BILLA fordert Steuersenkung auf vegane Milch
Das Interesse an pflanzlichen Lebensmitteln in Österreich bleibt laut der Supermarktkette Billa hoch. Für das Jahr 2025 ortete das Marktforschungsunternehmen NielsenIQ hierzulande ein Absatzplus im Vergleich zum Vorjahr von über 11 Prozent bei pflanzenbasierten Fleischprodukten und von über 7 Prozent bei pflanzlichen Milchalternativen. Weltweit flaute der “Vegan-Hype” zuletzt aber etwas ab.

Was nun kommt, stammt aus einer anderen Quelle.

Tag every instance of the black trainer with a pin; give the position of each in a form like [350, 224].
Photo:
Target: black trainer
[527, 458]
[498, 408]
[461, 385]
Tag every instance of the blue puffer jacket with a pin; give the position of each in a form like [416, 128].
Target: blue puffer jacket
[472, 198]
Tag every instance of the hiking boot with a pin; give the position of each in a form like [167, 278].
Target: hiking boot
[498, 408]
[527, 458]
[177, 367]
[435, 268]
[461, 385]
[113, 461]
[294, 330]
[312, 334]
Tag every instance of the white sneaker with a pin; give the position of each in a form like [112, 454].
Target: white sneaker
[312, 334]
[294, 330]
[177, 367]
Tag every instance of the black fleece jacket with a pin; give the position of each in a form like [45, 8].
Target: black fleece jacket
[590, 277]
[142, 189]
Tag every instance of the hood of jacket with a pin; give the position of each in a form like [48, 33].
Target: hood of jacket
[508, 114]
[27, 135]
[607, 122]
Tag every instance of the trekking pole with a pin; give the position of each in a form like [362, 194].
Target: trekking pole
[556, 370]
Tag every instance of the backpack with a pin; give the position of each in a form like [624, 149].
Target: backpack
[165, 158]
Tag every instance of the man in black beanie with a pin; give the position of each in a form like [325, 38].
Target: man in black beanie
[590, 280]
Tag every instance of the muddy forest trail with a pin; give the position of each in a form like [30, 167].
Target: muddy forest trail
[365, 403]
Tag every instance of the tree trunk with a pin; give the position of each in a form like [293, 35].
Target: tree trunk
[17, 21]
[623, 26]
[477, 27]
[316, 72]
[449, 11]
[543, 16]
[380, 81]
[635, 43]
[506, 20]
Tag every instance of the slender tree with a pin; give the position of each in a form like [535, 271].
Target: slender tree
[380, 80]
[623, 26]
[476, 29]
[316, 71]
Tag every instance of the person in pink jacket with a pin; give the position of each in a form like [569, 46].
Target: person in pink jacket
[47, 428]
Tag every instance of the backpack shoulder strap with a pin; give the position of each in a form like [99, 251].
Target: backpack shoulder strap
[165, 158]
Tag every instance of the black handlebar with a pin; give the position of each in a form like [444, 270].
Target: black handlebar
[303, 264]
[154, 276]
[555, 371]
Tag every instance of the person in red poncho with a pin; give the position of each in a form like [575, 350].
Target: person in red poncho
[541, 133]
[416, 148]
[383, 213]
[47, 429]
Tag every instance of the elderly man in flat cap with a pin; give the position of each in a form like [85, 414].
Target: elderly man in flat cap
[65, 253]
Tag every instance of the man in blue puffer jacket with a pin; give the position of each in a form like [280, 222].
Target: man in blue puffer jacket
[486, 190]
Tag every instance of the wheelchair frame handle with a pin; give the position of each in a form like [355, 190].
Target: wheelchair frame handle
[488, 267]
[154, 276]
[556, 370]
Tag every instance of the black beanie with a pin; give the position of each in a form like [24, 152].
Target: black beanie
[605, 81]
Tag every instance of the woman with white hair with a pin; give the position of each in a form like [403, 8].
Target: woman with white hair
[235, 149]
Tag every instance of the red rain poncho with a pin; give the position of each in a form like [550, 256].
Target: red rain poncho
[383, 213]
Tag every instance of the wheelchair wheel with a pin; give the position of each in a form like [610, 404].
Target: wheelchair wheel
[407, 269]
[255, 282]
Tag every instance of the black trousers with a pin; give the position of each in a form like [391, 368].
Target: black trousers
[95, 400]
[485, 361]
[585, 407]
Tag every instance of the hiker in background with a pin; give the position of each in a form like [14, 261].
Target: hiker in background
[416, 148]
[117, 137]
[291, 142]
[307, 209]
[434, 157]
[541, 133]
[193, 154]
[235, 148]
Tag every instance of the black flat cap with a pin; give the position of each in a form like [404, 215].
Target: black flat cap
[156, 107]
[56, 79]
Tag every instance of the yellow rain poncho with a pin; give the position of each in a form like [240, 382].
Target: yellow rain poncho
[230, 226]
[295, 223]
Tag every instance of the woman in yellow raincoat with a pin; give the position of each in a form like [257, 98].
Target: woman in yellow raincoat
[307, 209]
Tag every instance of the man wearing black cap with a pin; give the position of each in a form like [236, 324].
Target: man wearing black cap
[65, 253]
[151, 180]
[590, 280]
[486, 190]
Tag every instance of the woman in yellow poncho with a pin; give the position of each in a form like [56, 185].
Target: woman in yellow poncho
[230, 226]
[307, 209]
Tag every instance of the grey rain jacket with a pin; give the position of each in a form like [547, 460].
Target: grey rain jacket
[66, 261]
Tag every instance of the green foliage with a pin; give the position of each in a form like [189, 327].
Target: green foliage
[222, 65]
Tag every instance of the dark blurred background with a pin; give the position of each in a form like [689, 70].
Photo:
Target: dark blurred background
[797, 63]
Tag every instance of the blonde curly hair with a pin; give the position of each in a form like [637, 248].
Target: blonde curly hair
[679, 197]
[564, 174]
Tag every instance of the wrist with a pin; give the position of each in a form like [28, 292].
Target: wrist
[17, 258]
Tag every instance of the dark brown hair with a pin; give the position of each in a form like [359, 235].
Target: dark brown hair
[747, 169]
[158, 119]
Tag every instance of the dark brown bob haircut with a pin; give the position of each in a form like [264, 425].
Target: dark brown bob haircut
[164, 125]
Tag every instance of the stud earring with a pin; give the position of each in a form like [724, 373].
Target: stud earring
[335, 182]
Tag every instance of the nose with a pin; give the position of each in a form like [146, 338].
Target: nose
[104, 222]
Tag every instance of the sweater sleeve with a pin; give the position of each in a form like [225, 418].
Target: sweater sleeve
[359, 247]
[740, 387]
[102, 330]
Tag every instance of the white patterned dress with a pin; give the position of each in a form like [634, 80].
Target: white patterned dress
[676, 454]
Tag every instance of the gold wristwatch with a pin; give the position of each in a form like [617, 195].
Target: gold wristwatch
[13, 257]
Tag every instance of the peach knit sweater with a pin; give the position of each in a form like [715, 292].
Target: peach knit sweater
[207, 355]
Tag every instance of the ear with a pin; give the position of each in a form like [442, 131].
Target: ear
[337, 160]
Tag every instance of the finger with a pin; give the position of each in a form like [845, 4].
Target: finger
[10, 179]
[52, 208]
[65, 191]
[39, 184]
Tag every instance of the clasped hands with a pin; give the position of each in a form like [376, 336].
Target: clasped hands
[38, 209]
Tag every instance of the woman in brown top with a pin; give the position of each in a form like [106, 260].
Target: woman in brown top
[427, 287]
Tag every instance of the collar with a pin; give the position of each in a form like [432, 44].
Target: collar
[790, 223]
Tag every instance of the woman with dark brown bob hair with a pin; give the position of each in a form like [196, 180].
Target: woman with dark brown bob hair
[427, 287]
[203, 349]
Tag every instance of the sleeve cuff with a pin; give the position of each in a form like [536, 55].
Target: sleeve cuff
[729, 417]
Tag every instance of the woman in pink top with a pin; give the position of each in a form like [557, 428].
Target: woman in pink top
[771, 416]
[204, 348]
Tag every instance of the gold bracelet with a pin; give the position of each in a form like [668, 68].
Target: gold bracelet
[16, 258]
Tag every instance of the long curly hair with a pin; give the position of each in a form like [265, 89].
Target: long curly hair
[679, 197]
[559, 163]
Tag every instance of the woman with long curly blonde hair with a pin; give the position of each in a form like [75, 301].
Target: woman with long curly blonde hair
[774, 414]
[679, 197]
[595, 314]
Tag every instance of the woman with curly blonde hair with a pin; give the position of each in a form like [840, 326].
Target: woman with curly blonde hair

Verbraucherschützer kritisieren bei veganen Lebensmitteln oftmals die vielen Zusatzstoffe. Ab Jänner sind bei Billa die rund 90 Produkte der rein pflanzlichen Eigenmarke “Vegavita” nun komplett frei von Geschmacksverstärkern, Konservierungsstoffen, künstlichen Aromen, Palmöl und gehärteten Fetten. “Bereits in jeder zehnten bei Billa verkauften Milchpackung steckt eine rein pflanzliche Variante”, sagte Verena Wiederkehr, verantwortlich für die Entwicklung der pflanzlichen Produktpalette bei Billa, am Mittwoch bei einem Pressetermin in Wien.
Interesse an veganen Produkten bei Jungen in Österreich bleibt hoch
Das Interesse an pflanzlichen Produkten ist laut Branchenstudien insbesondere bei jungen Konsumentinnen und Konsumenten hoch. Laut einer internen Untersuchung der Billa-Mutter Rewe würden 29 Prozent der unter 25-Jährigen in Österreich kein Fleisch essen, Wiederkehr. Um die hohe Nachfrage zu decken, bringe Billa nun auch Produkte der deutschen Marke “MushRoots” mit bis zu 73 Prozent Pilzanteil nach Österreich.
Billa fordert zudem eine steuerliche Gleichbehandlung von tierischer Milch und pflanzlichen Pendants. Aktuell sei die Mehrwertsteuer für pflanzliche Milch um 10 Prozentpunkte höher als für tierische Milch. Billa wird im Jänner seinen Kunden die zusätzliche Mehrwertsteuer auf alle pflanzlichen Drinks erlassen.